Often these patients already cannot be hyperoxygenated with a nonrebreather or BVM, hence the reason for intubation. Starting with a saturation that is barely 90% is bad enough. Unfortunately, the first instinct after administration of paralytics or sedatives is to place the patient supine. I have seen this go horribly wrong on a few occasions. The secretions from the airways start pouring from the mouth making intubation difficult. The apex of the lungs, where most of the ventilation was probably occurring, fills with foamy fluid. You can no longer effectively ventilate these patients. Even if you get the intubation in record time, the oxygen saturation will continue to fall for a few minutes even if you sit them back upright to allow ventilation of the apices of the lungs (unlike COPD'ers that rebound pretty quickly most of the time). If they arrest, you might as well start cancelling christmas plans for them. I don't think I recall ever having seen one come back followng an arrest in these circumstances. You cannot do effective CPR with the patient sitting upright, and you cannot ventilate with the patient lying flat.

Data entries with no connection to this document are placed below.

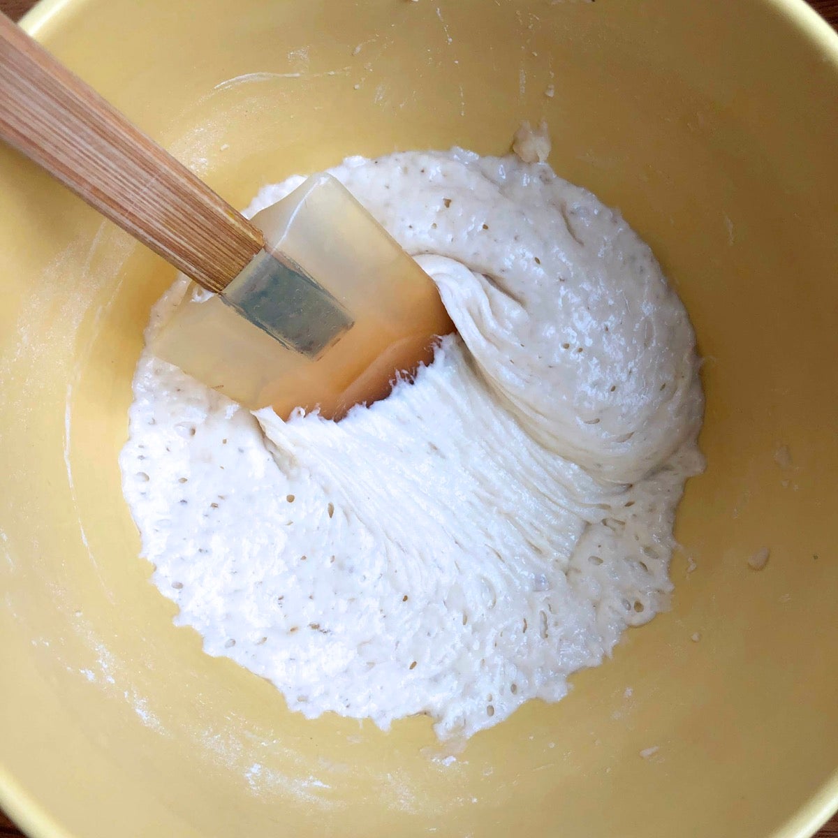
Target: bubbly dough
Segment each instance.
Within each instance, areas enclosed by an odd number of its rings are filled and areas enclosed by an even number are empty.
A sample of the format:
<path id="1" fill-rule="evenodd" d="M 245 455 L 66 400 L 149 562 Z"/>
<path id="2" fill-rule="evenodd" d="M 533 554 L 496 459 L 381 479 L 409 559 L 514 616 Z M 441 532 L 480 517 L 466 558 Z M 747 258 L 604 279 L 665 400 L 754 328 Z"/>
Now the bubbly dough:
<path id="1" fill-rule="evenodd" d="M 455 149 L 331 171 L 459 336 L 337 424 L 251 415 L 147 349 L 125 494 L 210 654 L 308 716 L 425 712 L 469 736 L 561 698 L 665 607 L 675 506 L 703 467 L 694 335 L 619 213 L 546 163 Z"/>

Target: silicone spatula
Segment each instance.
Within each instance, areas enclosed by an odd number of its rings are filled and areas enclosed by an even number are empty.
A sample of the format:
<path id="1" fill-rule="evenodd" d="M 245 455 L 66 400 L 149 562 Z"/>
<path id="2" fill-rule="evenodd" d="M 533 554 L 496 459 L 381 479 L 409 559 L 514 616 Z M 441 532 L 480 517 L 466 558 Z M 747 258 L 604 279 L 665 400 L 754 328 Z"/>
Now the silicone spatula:
<path id="1" fill-rule="evenodd" d="M 250 409 L 340 418 L 453 330 L 431 278 L 334 178 L 249 221 L 2 14 L 0 138 L 200 287 L 153 349 Z"/>

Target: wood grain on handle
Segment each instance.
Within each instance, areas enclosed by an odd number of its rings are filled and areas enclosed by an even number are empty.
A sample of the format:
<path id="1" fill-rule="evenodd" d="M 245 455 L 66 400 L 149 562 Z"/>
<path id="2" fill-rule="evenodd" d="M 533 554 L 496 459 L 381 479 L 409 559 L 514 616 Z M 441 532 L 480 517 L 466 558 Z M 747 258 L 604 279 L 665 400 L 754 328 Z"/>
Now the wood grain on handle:
<path id="1" fill-rule="evenodd" d="M 0 138 L 210 291 L 259 230 L 0 14 Z"/>

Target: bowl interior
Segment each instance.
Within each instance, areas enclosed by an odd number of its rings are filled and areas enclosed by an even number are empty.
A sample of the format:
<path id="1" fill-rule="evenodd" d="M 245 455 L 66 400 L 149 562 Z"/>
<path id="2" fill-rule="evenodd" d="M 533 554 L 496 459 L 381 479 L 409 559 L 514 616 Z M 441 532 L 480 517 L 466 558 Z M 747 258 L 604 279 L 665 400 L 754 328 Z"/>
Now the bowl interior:
<path id="1" fill-rule="evenodd" d="M 28 25 L 240 206 L 348 154 L 502 153 L 547 119 L 554 168 L 623 210 L 687 306 L 708 468 L 679 512 L 671 612 L 561 703 L 447 764 L 427 719 L 291 714 L 173 627 L 137 558 L 116 458 L 173 272 L 0 148 L 3 804 L 86 838 L 815 828 L 838 803 L 825 24 L 758 0 L 75 0 Z"/>

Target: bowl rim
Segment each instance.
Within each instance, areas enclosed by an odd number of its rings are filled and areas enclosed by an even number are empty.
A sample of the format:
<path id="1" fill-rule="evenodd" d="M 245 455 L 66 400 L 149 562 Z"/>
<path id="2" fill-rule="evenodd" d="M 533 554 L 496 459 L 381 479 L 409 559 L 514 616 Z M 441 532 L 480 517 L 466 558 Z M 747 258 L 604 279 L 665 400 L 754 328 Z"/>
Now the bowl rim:
<path id="1" fill-rule="evenodd" d="M 838 31 L 806 0 L 757 0 L 773 8 L 797 28 L 820 58 L 838 75 Z M 78 8 L 85 0 L 39 0 L 18 21 L 18 25 L 37 39 L 44 28 L 65 10 Z M 49 815 L 25 791 L 0 758 L 0 808 L 31 838 L 81 838 Z M 823 785 L 803 802 L 793 815 L 766 838 L 811 838 L 838 811 L 838 765 Z"/>

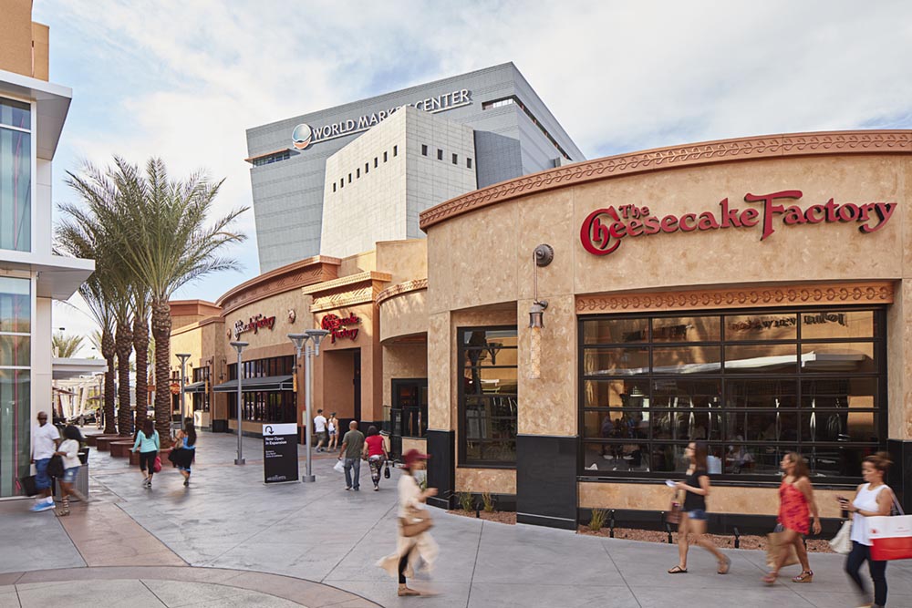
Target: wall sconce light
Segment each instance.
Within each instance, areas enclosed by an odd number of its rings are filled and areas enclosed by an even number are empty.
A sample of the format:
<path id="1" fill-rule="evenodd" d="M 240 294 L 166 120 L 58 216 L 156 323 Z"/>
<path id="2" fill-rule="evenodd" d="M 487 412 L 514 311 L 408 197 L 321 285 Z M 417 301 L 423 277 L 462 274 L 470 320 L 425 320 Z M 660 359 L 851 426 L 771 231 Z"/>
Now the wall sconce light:
<path id="1" fill-rule="evenodd" d="M 542 328 L 544 327 L 544 311 L 547 300 L 538 299 L 538 269 L 547 266 L 554 259 L 554 250 L 551 245 L 541 244 L 532 253 L 535 263 L 534 269 L 534 299 L 529 308 L 529 378 L 536 380 L 542 376 Z"/>

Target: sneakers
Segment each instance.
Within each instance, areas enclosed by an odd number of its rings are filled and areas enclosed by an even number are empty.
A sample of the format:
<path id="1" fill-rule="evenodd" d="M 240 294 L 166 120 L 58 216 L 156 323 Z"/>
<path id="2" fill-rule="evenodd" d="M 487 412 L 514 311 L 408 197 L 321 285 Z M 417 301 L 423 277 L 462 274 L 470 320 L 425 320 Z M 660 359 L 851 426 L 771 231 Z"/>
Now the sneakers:
<path id="1" fill-rule="evenodd" d="M 29 510 L 33 513 L 38 513 L 43 510 L 47 510 L 48 509 L 54 509 L 54 500 L 51 500 L 50 502 L 47 500 L 38 500 L 32 505 L 32 508 Z"/>

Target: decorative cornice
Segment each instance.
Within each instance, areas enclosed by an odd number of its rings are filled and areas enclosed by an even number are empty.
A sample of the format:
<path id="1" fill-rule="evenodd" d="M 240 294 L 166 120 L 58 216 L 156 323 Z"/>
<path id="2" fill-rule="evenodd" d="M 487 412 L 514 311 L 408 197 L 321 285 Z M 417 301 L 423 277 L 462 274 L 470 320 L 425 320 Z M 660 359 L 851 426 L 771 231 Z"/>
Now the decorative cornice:
<path id="1" fill-rule="evenodd" d="M 392 280 L 393 280 L 392 274 L 389 274 L 388 273 L 367 271 L 364 273 L 358 273 L 358 274 L 349 274 L 348 276 L 343 276 L 341 278 L 334 279 L 332 281 L 325 281 L 316 285 L 308 285 L 307 287 L 302 287 L 301 293 L 304 294 L 305 295 L 311 295 L 314 294 L 322 294 L 323 292 L 337 290 L 342 287 L 349 287 L 351 285 L 357 285 L 359 283 L 369 283 L 372 281 L 389 283 Z"/>
<path id="2" fill-rule="evenodd" d="M 585 160 L 503 181 L 421 212 L 421 230 L 520 196 L 614 177 L 717 162 L 826 154 L 912 153 L 912 130 L 821 131 L 720 139 Z"/>
<path id="3" fill-rule="evenodd" d="M 306 258 L 242 283 L 219 298 L 216 304 L 222 306 L 224 316 L 270 295 L 332 281 L 338 275 L 341 263 L 338 258 L 326 255 Z"/>
<path id="4" fill-rule="evenodd" d="M 576 296 L 576 313 L 637 313 L 700 308 L 893 304 L 893 283 L 812 283 Z"/>
<path id="5" fill-rule="evenodd" d="M 428 288 L 427 279 L 414 279 L 412 281 L 406 281 L 405 283 L 400 283 L 392 287 L 387 287 L 382 292 L 377 294 L 377 304 L 382 304 L 384 302 L 389 298 L 396 297 L 397 295 L 401 295 L 402 294 L 408 294 L 409 292 L 418 292 L 422 289 Z"/>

BiPap is a wonderful thing. It has greatly reduced the need for intubation. The problem is, what to do when it doesn't work? If you wait too long, you're in a corner, intubate too early and you probably could have turned most of them around. Nasal intubation should be a consideration. It can be done while the patient is sitting upright and is a relatively straight forward procedure in many cases. It does seem to be hit or miss in reference to success rates (my success rates anyway). I try to use a smaller tube size. A horrible nosebleed in a crashing pulmonary edema patient is the stuff horror movies are made of.
I have come to prefer intubating CHF patients with them in a semi-reclining position as it maintains some ability to ventilate them. I think this is the best option if RSI is necessary. Resist the urge, or others urges, to place the patient flat. I really think this is what seals many of these patients fate, rather than some underlying cardiac decompensation.